Pay Attention to the MarketWhen you are evaluating new equipment, be conscious of where the market is headed. If you buy equipment to make a product that your customers don’t want, you won’t be able to sell that product and will end up losing money on your investment.
Years ago a company on the Hudson River that supplied common brick to builders in New York built a new dryer to save labor. But while the company was spending its capital to build its new dryer, the demand for common brick was being replaced by a demand for quality face brick. The company’s new dryer, of course, would neither cut its firing losses nor help produce face brick, and the company had little hope of recovering its investment. Had it built a better kiln instead, the company would have been able to meet the market demand and make a handsome profit by producing face brick that sold at a premium price. Needless to say, that company is long gone.
It’s nice to be able to sell what you love, but the market may love some little thing you think is “dumb.” If that’s what they want, then make lemonade out of that lemon. Sell that item, and experiment with other, similar items to see how they sell.
Once you know what the market wants, you’ll be better able to determine what equipment can help you meet those demands.
Growing your BusinessAs the examples in this article have illustrated, potters looking to grow their business should look to the large industrial producers, who are both cost and quality conscious. Don’t be fooled by the capital cost of a new process—it may even pay for itself with the savings. Additionally, don’t ignore your losses. Decreasing your losses will not only provide you with increased profit, but can also give you enough capital to pay for better equipment. Finally, be conscious of where your market is heading. If you don’t make what your customers want, it won’t be long before you have no customers.

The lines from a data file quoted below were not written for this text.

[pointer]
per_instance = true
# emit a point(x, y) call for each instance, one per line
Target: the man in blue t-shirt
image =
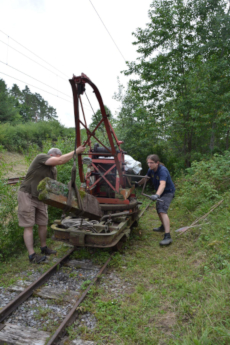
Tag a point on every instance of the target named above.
point(165, 190)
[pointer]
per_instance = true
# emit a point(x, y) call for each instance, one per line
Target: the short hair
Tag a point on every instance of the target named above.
point(54, 152)
point(153, 158)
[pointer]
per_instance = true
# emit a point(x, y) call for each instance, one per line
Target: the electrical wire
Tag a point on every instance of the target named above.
point(33, 53)
point(35, 87)
point(35, 79)
point(33, 60)
point(107, 31)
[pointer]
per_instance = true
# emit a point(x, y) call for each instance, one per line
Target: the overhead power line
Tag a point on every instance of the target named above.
point(40, 88)
point(35, 79)
point(107, 31)
point(35, 87)
point(33, 53)
point(32, 60)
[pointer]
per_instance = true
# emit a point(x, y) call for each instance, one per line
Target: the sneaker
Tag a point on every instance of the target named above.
point(36, 258)
point(166, 240)
point(160, 229)
point(47, 251)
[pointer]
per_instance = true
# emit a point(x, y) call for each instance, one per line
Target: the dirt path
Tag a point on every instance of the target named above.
point(13, 164)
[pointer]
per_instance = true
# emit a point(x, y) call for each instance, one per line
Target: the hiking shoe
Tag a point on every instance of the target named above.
point(36, 258)
point(160, 229)
point(166, 240)
point(47, 251)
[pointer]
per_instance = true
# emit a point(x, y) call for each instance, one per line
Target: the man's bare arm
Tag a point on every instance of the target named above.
point(161, 188)
point(59, 160)
point(142, 181)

The Circle of InvestmentThree years ago, an Arkansas ceramic company began making trivets from a unique ceramic material that allows the accumulation of condensation on the side of a cold glass in the summer to be absorbed rather than run over the sides of the trivet onto the table the customer is trying to protect. The company’s sales grew steadily, and it wasn’t long before the company needed to expand.
The company started with a mechanical press and a few top loading electric kilns. As the company grew, it bought more electric kilns and more used mechanical presses. It wasn’t long before the company was operating 20 electric kilns, and its energy and labor costs were through the roof. It wisely replaced the electric kilns with a used gas kiln, which greatly increased efficiency.
Now that the company had more firing capacity it could fire more pieces, so a larger press was the next investment. Adding a modern kiln reduced costs even further. The company then improved its mixing and batching area to greatly reduce the labor time involved, as well as to improve dust collection. Later the company bought a hydraulic press that enabled it to more fully automate its pressing process and further reduce its labor cost per piece.
Some of the equipment this company bought was very expensive, yet in terms of the cost per piece produced it was very cheap. And while the company didn’t buy all of its equipment overnight, it planned ahead so that it could invest in the future. Certainly it didn’t have the money to buy a big hydraulic press when it first started, yet it knew what it needed, and as soon as one purchase was paid off, it was able to invest in the next one. And because each purchase was made wisely, each piece of equipment began returning its investment as soon as it went on line.
As this company continues to control costs and improve quality, its sales continue to advance. At the same time, it is able to improve its product line to continue meeting customer demand.